The UN Security Council strongly condemned Friday’s terrorist attacks in Syria and sent condolences to the victims, their families and the Syrian people — but not to the government, which is the usual council practice.
Russian UN Ambassador Vitaly Churkin said he left out several words to get support from all 15 council members.
The UN’s most powerful body remains deeply divided over the nine-month uprising against Syrian President Bashar al-Assad, which has led to its failure to adopt a resolution on Syria and acrimonious exchanges and heightened tensions, especially among major powers.

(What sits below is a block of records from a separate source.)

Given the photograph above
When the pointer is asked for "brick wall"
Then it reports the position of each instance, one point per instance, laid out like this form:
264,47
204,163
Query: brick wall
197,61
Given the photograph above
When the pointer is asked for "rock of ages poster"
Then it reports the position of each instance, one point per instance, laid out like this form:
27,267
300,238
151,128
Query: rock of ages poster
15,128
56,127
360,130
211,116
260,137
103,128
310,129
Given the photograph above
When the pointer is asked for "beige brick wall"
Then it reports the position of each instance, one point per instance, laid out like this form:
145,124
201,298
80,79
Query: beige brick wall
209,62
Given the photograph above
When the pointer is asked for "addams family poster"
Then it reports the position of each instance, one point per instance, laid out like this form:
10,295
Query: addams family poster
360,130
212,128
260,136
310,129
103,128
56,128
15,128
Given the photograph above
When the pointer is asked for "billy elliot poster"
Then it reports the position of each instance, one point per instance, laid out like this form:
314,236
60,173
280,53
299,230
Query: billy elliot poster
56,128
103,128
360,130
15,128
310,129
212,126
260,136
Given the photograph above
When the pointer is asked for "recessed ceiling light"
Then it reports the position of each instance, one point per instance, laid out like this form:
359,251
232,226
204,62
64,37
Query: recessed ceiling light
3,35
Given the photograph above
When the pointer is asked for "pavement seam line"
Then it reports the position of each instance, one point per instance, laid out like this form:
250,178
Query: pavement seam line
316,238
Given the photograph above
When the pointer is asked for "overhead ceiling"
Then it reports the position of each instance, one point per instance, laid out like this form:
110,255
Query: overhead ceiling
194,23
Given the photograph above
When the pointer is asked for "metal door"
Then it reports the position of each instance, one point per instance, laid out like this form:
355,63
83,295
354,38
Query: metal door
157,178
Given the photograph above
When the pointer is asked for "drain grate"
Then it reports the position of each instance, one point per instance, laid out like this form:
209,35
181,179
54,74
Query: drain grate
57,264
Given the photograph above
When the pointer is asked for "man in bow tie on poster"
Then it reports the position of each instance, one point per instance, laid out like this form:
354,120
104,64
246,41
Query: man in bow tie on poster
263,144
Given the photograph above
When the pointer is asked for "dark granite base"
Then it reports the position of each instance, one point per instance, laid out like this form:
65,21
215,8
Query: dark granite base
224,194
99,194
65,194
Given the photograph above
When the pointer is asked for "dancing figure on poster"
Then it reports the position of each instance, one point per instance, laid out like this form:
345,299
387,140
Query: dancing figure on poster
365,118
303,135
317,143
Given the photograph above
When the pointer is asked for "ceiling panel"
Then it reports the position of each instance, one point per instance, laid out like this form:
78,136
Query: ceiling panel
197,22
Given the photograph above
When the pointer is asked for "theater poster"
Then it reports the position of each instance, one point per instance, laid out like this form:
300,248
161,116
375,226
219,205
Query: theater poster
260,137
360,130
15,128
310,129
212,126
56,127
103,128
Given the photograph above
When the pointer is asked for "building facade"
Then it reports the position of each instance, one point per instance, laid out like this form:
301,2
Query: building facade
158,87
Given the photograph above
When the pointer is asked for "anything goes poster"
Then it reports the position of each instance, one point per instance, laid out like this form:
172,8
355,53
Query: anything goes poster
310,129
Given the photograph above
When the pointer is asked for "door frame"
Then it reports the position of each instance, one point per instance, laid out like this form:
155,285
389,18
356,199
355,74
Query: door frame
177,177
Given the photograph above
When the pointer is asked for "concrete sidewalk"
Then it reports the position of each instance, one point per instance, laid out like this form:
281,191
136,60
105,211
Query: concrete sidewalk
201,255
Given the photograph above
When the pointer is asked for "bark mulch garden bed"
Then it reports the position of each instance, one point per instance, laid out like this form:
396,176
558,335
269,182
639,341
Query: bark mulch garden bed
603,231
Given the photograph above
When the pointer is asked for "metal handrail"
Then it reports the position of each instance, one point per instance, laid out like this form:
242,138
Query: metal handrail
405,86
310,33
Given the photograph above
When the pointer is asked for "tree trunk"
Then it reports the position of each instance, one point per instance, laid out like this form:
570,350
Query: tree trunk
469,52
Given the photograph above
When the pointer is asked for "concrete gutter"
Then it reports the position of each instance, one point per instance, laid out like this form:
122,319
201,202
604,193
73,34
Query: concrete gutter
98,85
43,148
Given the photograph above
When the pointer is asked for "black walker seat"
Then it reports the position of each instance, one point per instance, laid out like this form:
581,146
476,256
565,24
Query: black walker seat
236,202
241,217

Western nations and the US are demanding a resolution threatening sanctions if the violence does not stop and condemning al-Assad’s crackdown, which the UN says has killed 5,000 people. However, Russia and China, which have closer ties to al-Assad’s regime, say extremist opponents of the government are equally responsible for the bloodshed and oppose any mention of sanctions.
While the council was able to agree on a press statement on Friday’s twin suicide bombs targeting Syria’s intelligence agencies, it could not agree on another Russian-proposed statement on Friday supporting the start of the Arab League mission to investigate Assad’s crackdown. It called on all parties to show maximum restraint, but made no mention of the government crackdown on civilians.
The council also remains at odds over a revised Russian-drafted resolution circulated on Friday, which German UN Ambassador Peter Wittig called “insufficient.”
He said the Western allies want a resolution incorporating all Syrian issues, including spelling out the Arab League demands, such as releasing political prisoners and calling for accountability for those who have perpetrated human rights violations.
Wittig said Friday’s bombings were “a sign of escalation, that the situation is rapidly deteriorating.” “It underlines the need ... for the council to act: We cannot let the things just happen, we need to act here and those events underline the need to act urgently,” he told reporters.
Churkin defended the Russian approach, which still calls for an end to violence and a Syrian-led political process.
However, he said even in early August, when the UN Security Council adopted a presidential statement endorsing these ideas: “Unfortunately Syria was already seen as a target of opportunity for regime change” by the Western allies.
The result, he said, is a situation “where Syria is very close to civil war.”
Churkin, who holds the council presidency this month, called a news conference to discuss the Russian-proposed statements and revised resolution on Syria — and also to respond to sharp comments on Thursday from US Ambassador Susan Rice at the end of a council meeting on Libya in which Churkin called for a UN investigation of civilian deaths from NATO’s bombing campaign.
Rice dismissed his call as “a cheap stunt” to distract from -Moscow’s failure to condemn the Syrian government’s ongoing killing of protesters, adding: “Oh, the bombast and bogus claims.”
The US, France, Germany and others have hailed the NATO bombing campaign for saving hundreds of thousands of Libyan lives. However, Russia and its supporters say that NATO misused the limited council resolution imposing a no-fly zone and authorizing the protection of civilians as a pretext to promote regime change in Libya.